Trois méthodes de recrutement ont été établies : le racolage de ‘‘volontaires’’ qui étaient déjà prostituées, la duperie sous forme d’offres fallacieuses d’emplois bien rémunérés de serveuses, de cuisinières ou de lingères pour l’armée et l’enlèvement pur et simple. Ainsi, les cadets de l’armée japonaise ont reçu une formation spéciale pour apprendre à bien gérer l’approvisionnement en marchandises inanimées et vivantes pour le réconfort des soldats de même que les corps expéditionnaires envoyaient en Corée des marchands chargés de recruter des Coréennes destinées à devenir des esclaves sexuelles de la troupe, de connivence ou avec l’aide de la police militaire ou de la police locale. Ces derniers étaient généralement désignés par l’état-major mais parfois aussi par les divisions, brigades ou régiments directement.

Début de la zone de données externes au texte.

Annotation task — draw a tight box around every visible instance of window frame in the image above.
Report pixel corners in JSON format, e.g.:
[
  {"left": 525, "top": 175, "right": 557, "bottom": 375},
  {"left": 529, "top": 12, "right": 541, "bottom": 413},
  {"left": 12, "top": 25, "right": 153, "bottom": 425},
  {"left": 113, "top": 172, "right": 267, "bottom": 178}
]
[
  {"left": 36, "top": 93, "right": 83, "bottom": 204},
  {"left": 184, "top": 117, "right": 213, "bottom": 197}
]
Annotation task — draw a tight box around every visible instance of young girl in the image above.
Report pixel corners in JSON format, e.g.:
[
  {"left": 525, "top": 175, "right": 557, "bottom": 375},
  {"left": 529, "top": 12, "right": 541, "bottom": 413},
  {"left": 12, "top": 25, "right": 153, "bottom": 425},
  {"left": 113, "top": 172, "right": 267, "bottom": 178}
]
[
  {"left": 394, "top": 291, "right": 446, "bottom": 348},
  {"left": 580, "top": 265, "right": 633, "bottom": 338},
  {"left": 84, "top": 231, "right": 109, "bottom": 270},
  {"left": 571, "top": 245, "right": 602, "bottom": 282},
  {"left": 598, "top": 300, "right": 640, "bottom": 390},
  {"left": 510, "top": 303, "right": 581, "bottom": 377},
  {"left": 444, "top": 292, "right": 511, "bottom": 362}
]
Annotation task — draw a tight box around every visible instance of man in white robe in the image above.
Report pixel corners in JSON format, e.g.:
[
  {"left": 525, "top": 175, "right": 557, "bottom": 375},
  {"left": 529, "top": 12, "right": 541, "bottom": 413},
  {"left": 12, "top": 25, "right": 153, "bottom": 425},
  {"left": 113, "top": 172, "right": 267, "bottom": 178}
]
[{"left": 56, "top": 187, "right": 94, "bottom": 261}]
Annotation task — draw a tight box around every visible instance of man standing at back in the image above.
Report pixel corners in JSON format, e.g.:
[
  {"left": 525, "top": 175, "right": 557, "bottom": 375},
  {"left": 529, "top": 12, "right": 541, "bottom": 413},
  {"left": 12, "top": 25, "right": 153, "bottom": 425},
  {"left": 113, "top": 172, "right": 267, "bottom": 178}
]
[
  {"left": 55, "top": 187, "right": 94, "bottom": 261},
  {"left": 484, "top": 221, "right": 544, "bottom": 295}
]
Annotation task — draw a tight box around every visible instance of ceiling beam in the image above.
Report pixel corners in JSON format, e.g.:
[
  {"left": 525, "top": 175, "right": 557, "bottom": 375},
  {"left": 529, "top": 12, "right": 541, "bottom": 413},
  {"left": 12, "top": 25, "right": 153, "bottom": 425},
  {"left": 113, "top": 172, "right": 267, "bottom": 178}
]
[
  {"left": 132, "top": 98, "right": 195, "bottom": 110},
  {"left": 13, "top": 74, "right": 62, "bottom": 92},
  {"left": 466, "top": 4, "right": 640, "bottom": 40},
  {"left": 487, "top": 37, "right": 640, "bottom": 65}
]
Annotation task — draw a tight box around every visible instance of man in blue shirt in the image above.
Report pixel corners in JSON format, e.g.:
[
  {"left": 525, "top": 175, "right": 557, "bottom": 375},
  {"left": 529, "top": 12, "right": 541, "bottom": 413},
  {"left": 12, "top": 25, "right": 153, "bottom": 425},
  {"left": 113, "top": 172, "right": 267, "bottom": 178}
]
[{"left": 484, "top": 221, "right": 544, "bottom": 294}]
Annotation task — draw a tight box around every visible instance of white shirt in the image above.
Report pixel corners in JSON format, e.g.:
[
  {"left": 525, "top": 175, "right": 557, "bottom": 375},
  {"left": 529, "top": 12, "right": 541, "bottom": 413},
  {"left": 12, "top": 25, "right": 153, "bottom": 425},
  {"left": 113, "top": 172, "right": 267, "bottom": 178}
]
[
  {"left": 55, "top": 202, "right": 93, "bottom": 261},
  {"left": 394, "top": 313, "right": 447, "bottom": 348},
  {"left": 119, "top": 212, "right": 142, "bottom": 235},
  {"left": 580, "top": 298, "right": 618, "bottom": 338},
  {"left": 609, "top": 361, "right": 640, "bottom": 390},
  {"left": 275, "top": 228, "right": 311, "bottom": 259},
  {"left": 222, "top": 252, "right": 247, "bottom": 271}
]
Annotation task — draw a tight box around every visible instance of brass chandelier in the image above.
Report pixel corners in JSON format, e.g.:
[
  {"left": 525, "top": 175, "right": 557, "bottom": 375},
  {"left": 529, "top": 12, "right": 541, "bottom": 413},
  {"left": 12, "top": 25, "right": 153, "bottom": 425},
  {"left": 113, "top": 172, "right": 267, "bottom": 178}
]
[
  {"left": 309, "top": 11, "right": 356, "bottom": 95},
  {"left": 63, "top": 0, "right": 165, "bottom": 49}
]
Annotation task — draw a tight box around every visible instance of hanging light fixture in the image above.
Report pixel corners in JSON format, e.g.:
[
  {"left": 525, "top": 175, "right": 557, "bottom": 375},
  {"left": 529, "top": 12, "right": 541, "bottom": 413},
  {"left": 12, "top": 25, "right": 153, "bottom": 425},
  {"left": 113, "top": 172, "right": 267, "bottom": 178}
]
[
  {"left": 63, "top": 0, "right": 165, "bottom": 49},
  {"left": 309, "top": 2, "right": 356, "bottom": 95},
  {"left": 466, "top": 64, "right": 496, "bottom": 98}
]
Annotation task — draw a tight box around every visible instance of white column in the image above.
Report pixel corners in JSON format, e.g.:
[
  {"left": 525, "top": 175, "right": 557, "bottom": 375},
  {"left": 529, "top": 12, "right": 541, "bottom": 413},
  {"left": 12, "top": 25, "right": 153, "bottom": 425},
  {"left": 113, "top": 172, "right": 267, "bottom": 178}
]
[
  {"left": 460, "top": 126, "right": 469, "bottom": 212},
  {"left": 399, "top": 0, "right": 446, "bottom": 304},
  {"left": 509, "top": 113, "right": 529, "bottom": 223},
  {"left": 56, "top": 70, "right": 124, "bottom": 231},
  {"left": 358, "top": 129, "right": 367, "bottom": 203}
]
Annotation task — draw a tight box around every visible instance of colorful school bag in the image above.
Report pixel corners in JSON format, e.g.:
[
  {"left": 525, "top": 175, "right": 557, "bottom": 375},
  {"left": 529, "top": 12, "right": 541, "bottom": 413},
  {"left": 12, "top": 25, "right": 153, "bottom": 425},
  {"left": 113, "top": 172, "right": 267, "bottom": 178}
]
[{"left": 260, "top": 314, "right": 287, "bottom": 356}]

Le programme des ‘‘centres de délassement’’ a donc été méthodique, soigneusement organisé et exécuté par le gouvernement japonais si bien que même après la reddition du pays, l’Association pour la création de facilités récréatives spéciales, financée indirectement par le gouvernement japonais a même ouvert une première ‘‘maison de réconfort’’ à Tokyo pour les troupes alliées d’occupation en exploitant pas moins de 70 000 femmes à son point culminant. Ainsi, l’armée américaine n’a pas seulement occupé le Japon au lendemain de la guerre, elle a également utilisé les maisons closes mises à sa disposition en réclamant de surcroît la construction d’autres bordels qu’elle va gérer conjointement avec les autorités japonaises tout en faisant perdurer, au nom de la paix rétablie, une politique d’asservissement longtemps occultée. Okinawa et Kadena ont ainsi servi de ‘‘camptowns rest and recreation sites’’ pour la prostitution des femmes originaires Philippines et de la Thaïlande au profit des troupes onusiennes pendant la guerre du Vietnam.

Prostituée coréenne

Le cas coréen

Sur la base d’un accord bilatéral de défense signé en 1954 entre les États-Unis d’Amérique et la République de Corée, des bases militaires onusiennes ont été acceptées sur le sol de la Corée du Sud avec des clauses spécifiques dont l’une prévoyait la mise en place des ‘‘camptowns rest and recreation sites’’ ou ‘‘kijich’on’’ en coréen, pour les soldats américains. Ainsi, pouvait-on lire dans dans ces centres subventionnés par le gouvernement des règles clairement explicites de fonctionnement et de pratiques : les prostituées devaient ‘‘desservir’’ 29 soldats par jour, les contacts sexuels ne devaient pas excéder 30 minutes. Les personnes prostituées pour les militaires de ces centres devaient s’enregistrer auprès du gouvernement coréen. L’uniforme militaire accordait automatiquement un droit d’entrée au soldat sans aucune autre formalité ni contrôle. Le prix de la passe était 2 $ ou moins l’heure et 5 ou 10 $ la nuit dans les années soixante et plus tard, dans les années quatre-vingt, une nuit coûtait 20 $ et une passe 10 $ l’heure. Le propriétaire des centres et les proxénètes récupéraient en moyenne 80 % de l’argent et les femmes prostituées 20 %.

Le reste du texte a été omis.